Again nothing happened for all the agents on day 1 and on day 3 Clearasil had cleared 1.4 cm in diameter including the diameter of the well. So this means it only cleared 0.4 cm in diameter because the well was 1 cm. On day 6 it then only cleared a little more and 1.6 cm. On SE for soap solution it did not clear any zones so therefore it did not kill any bacteria. However there was no colonies of bacteria growing around it so therefore it prevented visible bacteria growing.
On SE for water again nothing happened from 1-3 days. On day 6 the there were colonies on bacteria growing inside the well and outside the well. On ML the soap solution worked second effective after Clearasil. From day 1-3 it cleared 1.5 cm meaning it only cleared 0.5 cm in diameter. From day 3-6 it cleared an extra 0.1 cm in diameter, although this was not much of a change it still shows that the solution was working. The bacteria were left in a 25 degrees Celsius environment.

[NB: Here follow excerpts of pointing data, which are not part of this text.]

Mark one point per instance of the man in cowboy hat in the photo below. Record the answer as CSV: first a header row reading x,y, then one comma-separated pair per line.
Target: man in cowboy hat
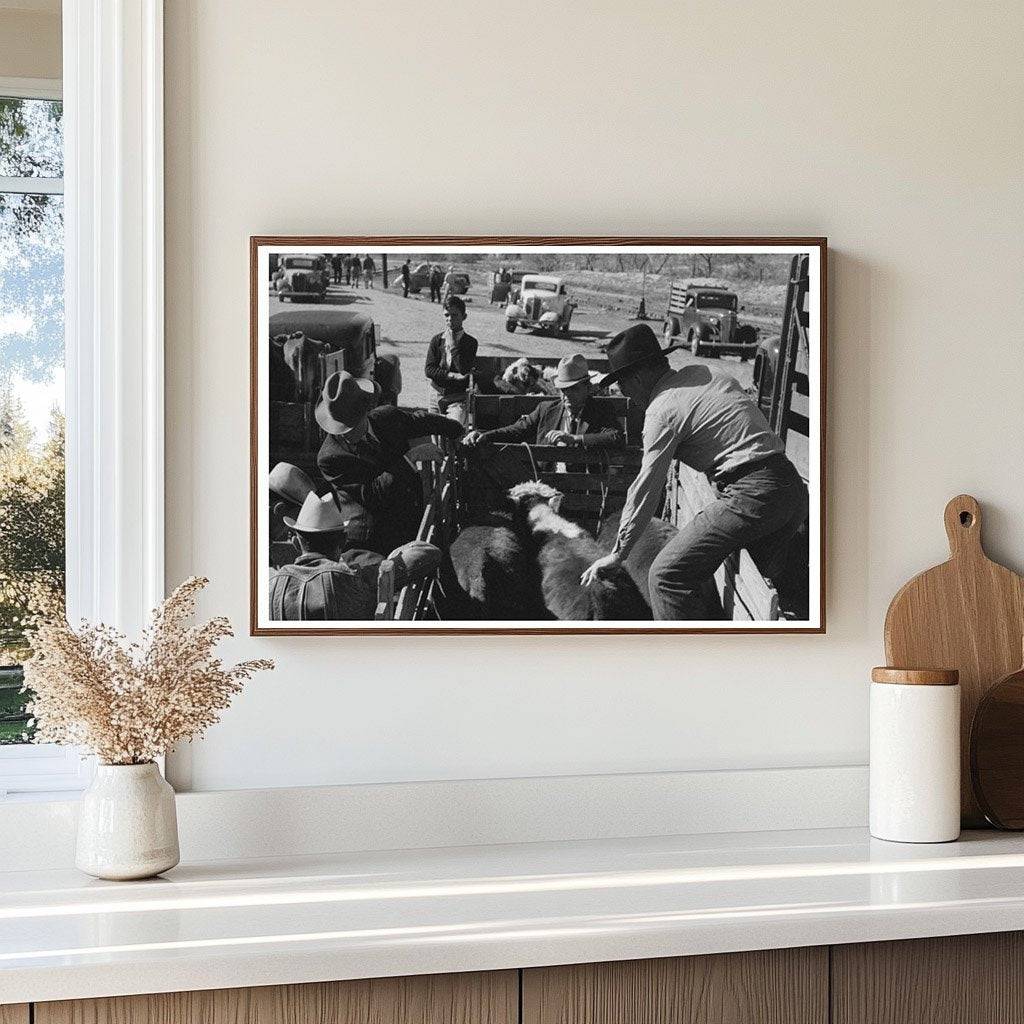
x,y
288,487
705,419
574,420
329,584
364,455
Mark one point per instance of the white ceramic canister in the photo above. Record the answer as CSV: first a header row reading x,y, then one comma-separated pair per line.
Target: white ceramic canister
x,y
127,824
915,755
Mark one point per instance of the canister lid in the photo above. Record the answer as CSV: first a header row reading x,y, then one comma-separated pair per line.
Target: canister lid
x,y
915,677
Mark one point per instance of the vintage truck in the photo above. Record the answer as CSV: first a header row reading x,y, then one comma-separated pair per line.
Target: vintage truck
x,y
301,278
706,317
541,303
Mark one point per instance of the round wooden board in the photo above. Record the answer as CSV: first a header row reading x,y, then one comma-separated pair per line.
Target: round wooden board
x,y
967,613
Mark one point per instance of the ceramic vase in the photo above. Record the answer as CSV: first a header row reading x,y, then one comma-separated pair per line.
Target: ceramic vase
x,y
127,825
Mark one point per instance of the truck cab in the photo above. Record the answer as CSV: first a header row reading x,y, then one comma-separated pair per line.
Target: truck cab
x,y
541,303
707,317
301,278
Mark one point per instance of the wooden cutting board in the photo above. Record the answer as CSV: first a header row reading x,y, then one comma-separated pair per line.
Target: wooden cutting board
x,y
967,613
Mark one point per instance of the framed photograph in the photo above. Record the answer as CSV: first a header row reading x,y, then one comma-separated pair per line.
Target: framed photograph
x,y
538,435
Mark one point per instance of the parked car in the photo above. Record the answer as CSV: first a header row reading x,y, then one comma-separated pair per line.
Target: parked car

Therefore overall Clearasil worked the most effective on both the bacteria. However it worked better on ML than SE.
The equipment and procedure I used to obtain my evidence was very accurate. After we used equipment that had touched the bacteria we put it in a beaker of disinfectant so that there was no chance of bacterial growth. The accuracy of the experiment was very good because after day 3 or so we turned the plates upside down so that the condensation would effect our results. If we were to have left it upright then the condensation would have mixed with he solutions and made them dilute. Then this would make it an unfair test. There were not any anomalous results. However I expected soap solution to have worked better on SE than I had predicted. The ways in which I could have improved my procedure it that I could have taken more results.
For example in I had taken results on day 2 for Clearasil on ML then I could have seen weather the solution worked better on day 2 or day 3. Therefore I should have taken daily results to enforce the results, then I could have seen a gradual increase. From the evidence I have obtained from conclusion I would definitely say that Clearasil worked as the most effective. I could have don further worked by put my agar plate at room temperature and seeing if the warmth makes any differences. If I had put it outside I think it might have been better because then the temperature changes just like your skin if it is hot or cold.